Vgl. BVerfG, Beschluss vom 19.11.2021 – 1 BvR 781/21 –, BVerfGE 159, 223 = juris, Rn. 154 ff., m. w. N.

Sollten in Nordrhein-Westfalen – wie vom Antragsgegner in der mündlichen Verhandlung ausgeführt – keine reinen Ausleihbibliotheken mehr existieren, würde es sich bei der von der Antragstellerin vorgetragenen Bestimmtheitsproblematik ohnehin nur um ein Scheinproblem handeln. Sollte diese Einschätzung des Antragsgegners nicht zutreffen, sind die von § 1 Abs. 1 Nr. 11 Bedarfsgewerbeverordnung erfassten öffentlichen Bibliotheken trotz der Verwendung von unbestimmten Begriffen in § 47 und § 48 Abs. 4 bis 6 des Kulturgesetzbuchs NRW jedenfalls mit Hilfe des ursprünglichen Gesetzentwurfs zuverlässig in dem Sinne bestimmbar, dass nur solche öffentlichen Bibliotheken erfasst werden sollen, die die gesetzlich in § 47 und § 48 Abs. 4 bis 6 des Kulturgesetzbuchs NRW beschriebenen Funktionen in einem so nennenswerten Umfang anbieten, dass wegen der deswegen dort möglichen Erfüllung des zu erwartenden Nutzungsbedürfnisses an Ort und Stelle eine Öffnung an Sonn- und Feiertagen gerechtfertigt erscheint. Dass eine konkretere Beschreibung der von § 1 Abs. 1 Nr. 11 Bedarfsgewerbeverordnung erfassten öffentlichen Bibliotheken, die jedenfalls reine Ausleihbibliotheken und sonstige Bibliotheken nicht einschließen soll, die etwa aus räumlichen Gründen keinen genügenden Anreiz für eine nennenswerte sonntägliche Nutzung an Ort und Stelle bieten, angesichts der Vielgestaltigkeit der im Land vorhandenen öffentlichen Bibliotheken abstrakt-generell im Verordnungswege ohne eine starre und kasuistische Aufzählung möglich wäre, ist weder ersichtlich noch von der Antragstellerin aufgezeigt. Zudem hat der Antragsgegner in der mündlichen Verhandlung für den Senat nachvollziehbar ausgeführt, die Regelung habe in der Praxis bei der Umsetzung vor Ort bislang nicht zu Problemen geführt. Ein relevantes Missbrauchspotential besteht schon mit Blick auf die Kosten sonntäglicher Bibliotheksöffnungen sowie die strikte Rechtsbindung der öffentlichen Bibliotheksträger nach Art. 20 Abs. 3 GG nicht. Die Gefahr sachlich nicht zu rechtfertigender Öffnungen trotz im Einzelfall fehlender Nachfrage ist vor diesem Hintergrund so sehr zu vernachlässigen, dass mögliche Abgrenzungsschwierigkeiten im Einzelfall nicht den Schluss auf eine verfassungswidrige Unbestimmtheit rechtfertigen.
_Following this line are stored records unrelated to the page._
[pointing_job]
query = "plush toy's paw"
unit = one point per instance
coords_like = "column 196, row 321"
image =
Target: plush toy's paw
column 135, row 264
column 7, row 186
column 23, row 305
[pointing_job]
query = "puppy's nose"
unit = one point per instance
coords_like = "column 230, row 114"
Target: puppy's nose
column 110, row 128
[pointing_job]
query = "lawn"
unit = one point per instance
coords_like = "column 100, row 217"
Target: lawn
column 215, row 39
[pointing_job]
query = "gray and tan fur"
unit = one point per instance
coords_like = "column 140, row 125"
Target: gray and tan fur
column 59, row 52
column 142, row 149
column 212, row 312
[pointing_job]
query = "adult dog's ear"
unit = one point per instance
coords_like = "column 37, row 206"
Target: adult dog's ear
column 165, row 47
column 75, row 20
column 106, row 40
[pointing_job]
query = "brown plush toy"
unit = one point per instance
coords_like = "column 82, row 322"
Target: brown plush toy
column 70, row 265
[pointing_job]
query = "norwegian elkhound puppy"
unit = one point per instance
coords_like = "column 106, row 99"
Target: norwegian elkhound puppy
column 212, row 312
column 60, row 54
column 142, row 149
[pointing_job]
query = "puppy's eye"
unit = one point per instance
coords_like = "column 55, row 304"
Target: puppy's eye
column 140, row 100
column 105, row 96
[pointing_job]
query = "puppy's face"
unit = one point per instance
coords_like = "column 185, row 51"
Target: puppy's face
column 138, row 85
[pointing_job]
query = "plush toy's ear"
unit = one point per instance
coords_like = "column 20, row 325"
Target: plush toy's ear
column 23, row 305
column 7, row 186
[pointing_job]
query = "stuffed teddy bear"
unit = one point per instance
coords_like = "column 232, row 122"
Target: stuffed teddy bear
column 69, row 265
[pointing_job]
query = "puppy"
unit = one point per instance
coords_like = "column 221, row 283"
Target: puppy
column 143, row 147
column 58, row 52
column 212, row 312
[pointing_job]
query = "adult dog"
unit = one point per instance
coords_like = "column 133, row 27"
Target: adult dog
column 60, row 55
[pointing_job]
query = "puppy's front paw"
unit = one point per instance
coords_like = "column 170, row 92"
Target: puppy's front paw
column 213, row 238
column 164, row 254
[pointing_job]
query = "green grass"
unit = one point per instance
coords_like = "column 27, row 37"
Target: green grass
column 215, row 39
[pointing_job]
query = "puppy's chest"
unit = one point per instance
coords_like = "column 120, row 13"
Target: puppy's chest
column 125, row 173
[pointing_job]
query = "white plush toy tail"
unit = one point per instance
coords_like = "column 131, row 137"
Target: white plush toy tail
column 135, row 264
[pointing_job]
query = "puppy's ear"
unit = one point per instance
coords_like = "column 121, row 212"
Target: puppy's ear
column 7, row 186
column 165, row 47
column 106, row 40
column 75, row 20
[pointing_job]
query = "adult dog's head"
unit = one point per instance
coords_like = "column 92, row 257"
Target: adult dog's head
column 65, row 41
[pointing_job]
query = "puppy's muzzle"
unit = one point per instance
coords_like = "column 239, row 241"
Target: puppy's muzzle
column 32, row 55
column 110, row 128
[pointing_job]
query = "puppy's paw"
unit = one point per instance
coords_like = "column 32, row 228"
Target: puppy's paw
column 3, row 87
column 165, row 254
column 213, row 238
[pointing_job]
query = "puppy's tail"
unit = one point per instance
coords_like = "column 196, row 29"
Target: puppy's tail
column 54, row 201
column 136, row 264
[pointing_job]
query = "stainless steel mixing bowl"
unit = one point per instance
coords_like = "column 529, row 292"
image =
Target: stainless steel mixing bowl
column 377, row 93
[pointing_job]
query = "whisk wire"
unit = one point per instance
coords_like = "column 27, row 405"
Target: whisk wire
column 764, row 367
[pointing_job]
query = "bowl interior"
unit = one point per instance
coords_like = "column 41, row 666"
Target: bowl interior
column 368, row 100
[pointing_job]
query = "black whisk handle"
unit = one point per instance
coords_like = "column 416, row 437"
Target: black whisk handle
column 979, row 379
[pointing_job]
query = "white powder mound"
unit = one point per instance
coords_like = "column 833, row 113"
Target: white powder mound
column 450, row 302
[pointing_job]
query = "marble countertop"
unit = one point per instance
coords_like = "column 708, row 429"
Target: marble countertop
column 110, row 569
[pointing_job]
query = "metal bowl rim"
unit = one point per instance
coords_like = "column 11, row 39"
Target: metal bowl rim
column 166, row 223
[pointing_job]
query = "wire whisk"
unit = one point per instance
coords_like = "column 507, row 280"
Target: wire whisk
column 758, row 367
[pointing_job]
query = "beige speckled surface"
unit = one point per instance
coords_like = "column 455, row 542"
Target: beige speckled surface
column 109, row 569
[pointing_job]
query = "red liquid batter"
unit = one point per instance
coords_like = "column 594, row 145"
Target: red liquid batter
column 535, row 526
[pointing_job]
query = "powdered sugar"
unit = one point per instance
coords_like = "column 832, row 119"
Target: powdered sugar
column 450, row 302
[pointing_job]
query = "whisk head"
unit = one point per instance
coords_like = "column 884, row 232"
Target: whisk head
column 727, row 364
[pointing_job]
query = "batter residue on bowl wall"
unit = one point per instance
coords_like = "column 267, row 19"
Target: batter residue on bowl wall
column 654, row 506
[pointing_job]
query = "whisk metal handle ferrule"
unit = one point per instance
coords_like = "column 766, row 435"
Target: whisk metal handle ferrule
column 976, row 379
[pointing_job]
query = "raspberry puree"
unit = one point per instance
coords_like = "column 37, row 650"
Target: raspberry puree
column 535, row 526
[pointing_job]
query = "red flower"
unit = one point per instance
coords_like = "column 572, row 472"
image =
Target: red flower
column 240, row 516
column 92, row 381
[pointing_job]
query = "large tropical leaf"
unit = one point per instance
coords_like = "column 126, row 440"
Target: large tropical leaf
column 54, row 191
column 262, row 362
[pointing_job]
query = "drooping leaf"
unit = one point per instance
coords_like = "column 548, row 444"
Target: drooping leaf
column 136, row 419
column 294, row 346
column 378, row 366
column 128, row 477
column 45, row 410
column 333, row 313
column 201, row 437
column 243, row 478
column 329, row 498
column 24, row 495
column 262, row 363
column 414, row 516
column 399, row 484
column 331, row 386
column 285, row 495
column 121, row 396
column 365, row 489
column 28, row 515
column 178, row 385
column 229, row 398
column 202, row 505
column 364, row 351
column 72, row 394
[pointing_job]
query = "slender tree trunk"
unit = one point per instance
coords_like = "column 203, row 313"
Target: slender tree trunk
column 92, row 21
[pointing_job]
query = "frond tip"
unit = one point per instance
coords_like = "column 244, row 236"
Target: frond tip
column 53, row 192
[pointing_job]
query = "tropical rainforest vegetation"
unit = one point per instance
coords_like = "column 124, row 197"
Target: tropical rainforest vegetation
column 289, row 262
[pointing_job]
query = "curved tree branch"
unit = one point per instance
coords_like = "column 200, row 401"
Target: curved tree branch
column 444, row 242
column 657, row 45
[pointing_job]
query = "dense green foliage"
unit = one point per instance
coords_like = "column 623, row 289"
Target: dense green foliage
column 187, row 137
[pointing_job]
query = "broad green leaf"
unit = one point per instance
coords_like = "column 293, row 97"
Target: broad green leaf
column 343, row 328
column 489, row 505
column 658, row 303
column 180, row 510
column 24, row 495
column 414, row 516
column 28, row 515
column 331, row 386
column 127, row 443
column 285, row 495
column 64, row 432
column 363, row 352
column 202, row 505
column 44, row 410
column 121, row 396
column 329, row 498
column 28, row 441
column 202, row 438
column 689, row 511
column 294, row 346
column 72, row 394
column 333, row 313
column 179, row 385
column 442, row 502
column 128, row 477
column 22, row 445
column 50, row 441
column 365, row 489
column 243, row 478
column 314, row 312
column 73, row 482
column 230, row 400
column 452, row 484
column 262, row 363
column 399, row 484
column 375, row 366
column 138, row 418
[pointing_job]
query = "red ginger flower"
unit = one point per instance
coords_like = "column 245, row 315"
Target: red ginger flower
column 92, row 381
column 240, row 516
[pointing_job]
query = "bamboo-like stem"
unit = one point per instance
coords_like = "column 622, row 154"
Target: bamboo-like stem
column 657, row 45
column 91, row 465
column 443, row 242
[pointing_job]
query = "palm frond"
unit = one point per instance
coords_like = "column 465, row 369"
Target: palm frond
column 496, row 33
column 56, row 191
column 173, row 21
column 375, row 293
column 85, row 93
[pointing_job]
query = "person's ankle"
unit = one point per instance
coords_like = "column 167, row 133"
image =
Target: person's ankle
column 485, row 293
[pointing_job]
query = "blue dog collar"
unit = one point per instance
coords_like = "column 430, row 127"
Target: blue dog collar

Die Kostenentscheidung folgt aus § 154 Abs. 1 VwGO.

Der Ausspruch über die vorläufige Vollstreckbarkeit ergibt sich aus § 167 VwGO i. V. m. §§ 708 Nr. 11, 711 ZPO.

Die Revision ist zuzulassen, weil die Rechtssache im Hinblick auf die Frage, ob für die nachträgliche Einbeziehung einer inhaltlich unteilbar geänderten Fassung einer Norm in ein Normenkontrollverfahren die Antragsfrist des § 47 Abs. 2 Satz 1 VwGO zu beachten ist, grundsätzliche Bedeutung im

Sinne des § 132 Abs. 2 Nr. 1 VwGO hat.